Qualquer um que tenha lido não mais do que cinco minutos sobre a história do Nakba, sobre o Hamas e a respeito da luta de 76 anos pela libertação da Palestina não repetiria o que sionistas vomitam nas postagens pró-Israel É necessário compreender apenas que aqueles que lutaram pela libertação de Paris para tirar seu país das mãos dos nazistas, os que enfrentaram os ingleses para a independência americana, os que se rebelaram contra Portugal para conquistar a independência de Moçambique e Angola e os que expulsaram os franceses do norte da África para dar fim à opressão francesa na Argélia também foram chamados de “terroristas”, apenas porque as nações opressoras se arrogam o direito de colocar esse rótulo em quem luta contra a sua dominação.

Terrorista mesmo é Israel, até porque a própria criação desse enclave europeu e branco no território da Ásia Ocidental só foi possível a partir de atos de brutal terrorismo. O atual massacre covarde em Gaza não é o primeiro patrocinado pelos sionistas na Palestina e não será o último. Foi precedido por muitas tragédias conduzidas pelos monstros que controlam Israel, como o massacre de Deir Yaseen. Houve também massacres em Haifa em 1947 (nesta época foram mais de 20), e tantos outros, como a emblemática explosão do Hotel King David.

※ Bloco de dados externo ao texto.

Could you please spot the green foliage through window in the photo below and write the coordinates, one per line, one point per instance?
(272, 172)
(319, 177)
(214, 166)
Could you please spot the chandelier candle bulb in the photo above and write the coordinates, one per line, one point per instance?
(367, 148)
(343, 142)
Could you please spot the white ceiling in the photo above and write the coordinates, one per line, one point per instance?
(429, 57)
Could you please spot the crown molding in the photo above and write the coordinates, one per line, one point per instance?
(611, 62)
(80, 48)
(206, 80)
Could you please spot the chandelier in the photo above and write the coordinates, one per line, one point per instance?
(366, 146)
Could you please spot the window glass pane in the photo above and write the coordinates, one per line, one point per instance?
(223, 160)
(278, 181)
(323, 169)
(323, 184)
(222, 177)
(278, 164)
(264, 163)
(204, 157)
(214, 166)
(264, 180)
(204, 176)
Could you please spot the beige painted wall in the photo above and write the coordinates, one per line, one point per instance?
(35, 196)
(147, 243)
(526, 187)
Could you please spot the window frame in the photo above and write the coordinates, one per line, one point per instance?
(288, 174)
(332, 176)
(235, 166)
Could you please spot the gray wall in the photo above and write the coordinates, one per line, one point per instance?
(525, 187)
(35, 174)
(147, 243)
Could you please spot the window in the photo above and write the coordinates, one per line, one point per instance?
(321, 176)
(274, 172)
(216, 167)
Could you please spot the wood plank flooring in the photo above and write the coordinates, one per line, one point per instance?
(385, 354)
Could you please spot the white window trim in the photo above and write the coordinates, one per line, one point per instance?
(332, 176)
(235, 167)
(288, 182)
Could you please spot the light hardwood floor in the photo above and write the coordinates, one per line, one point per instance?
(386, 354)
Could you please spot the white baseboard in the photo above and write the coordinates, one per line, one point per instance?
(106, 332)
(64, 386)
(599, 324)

A explosão desse hotel foi um ataque ocorrido na cidade de Jerusalém em 22 de julho de 1946, durante o Mandato Britânico da Palestina, tendo como perpetradores os membros de uma organização armada sionista que lutava pela criação de um Estado racista e etnocrático, apenas para judeus, que viria a se chamar “Israel”. A milícia terrorista envolvida era denominada Irgun (diminutivo de Irgun Zvai Leumi, Organização Militar Nacional). O hotel servia de residência dos familiares de funcionários do governo britânico na Palestina e o ataque foi organizado por Menachem Begin, que seria mais tarde primeiro-ministro de Israel por dois mandatos. O ataque ao Hotel Rei Davi resultou na morte de 91 pessoas (28 britânicos, 41 árabes, 17 judeus e 5 outros mortos) e ferimentos graves em outras 45 pessoas. Aliás, também estavam lá os terroristas David Ben-Gurion, Menachem Begin e Yitzhak Shamir, que dirigiam, respectivamente, os grupos terroristas Haganah, o Irgun e o Bando Stern. Alguns anos depois, todos seriam primeiros-ministros de Israel, sem que qualquer um deles tenha jamais sido punido pelos atos hediondos e os crimes contra a humanidade por eles cometidos. Já pensou o que diríamos se o nosso presidente fosse um terrorista que um dia planejou a explosão de uma adutora para forçar o aumento dos salários de militares? Bem, não deveria ser nenhuma surpresa para nós…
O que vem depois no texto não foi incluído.